Daniel Sullivan said:


> It is basically just blue belt half way through. We use the white, yellow, green, blue, red, black scheme and simply have a belt with a stripe of the next color in between instead of using tape stripes. Regardless of color, the test is for third kyu.
> 
> Daniel


 
I read a little about it on the web on a Hapkido website, it stated that hapkido begins to become fun at that level so have fun!


----------



## stickarts (Jul 24, 2009)

good luck!


----------



## matt.m (Jul 24, 2009)

Hey brother, 

I hope you did well.  Any idea as to how the test went?  How do you feel about it personally?


----------



## Daniel Sullivan (Jul 27, 2009)

I find out the pass/fail tonight, but I felt that it went very well.  

I had seven techniques to perform and did them all without any pauses in memory.  I got all of my language correct, which always makes GM Kim happy.  Strikes are generally no brainers for me, as I am a taekwondo ildan, so I felt that that part of the test went very smoothly.

I had two breaks to do and those were not a problem either; a jump front kick and a back kick.

Daniel


----------



## terryl965 (Jul 27, 2009)

Daniel I am sure you did weel and congrats.


----------



## Ty Hatfield (Jul 28, 2009)

> I am finally testing for my red tip tomorrow. The rank is of little consequence in and of itself, but it is another step along the way.
> 
> Daniel


 
I also hope you do well dont think you need too much luck my Hapkido brother but if do good luck


----------



## Daniel Sullivan (Jul 28, 2009)

Thank you all for the well wishes!  I passed, so my blue belt now has a nice red stripe down the middle and I have a shiny certificate saying that I am now third geup.  

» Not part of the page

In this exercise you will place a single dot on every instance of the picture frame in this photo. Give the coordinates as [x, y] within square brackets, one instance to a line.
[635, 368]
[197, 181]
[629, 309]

Tonight, we learned the next set of techniques, all of which involved an attacker grabbing both hands.

Daniel


----------



## Tames D (Jul 28, 2009)

Congratulations Daniel.


----------



## Ty Hatfield (Jul 28, 2009)

> Tonight, we learned the next set of techniques, all of which involved an attacker grabbing both hands.
> 
> Daniel


 
Here is a youtube info on grabs not sure if have posted it might help ya.

http://www.youtube.com/watch?v=ETK8SHaT3Vg&feature=channelhttp://www.youtube.com/watch?v=7Asj6Xa6yts&eurl=http://hapkidotv.com/&feature=player_embedded

Ty Hatfield


----------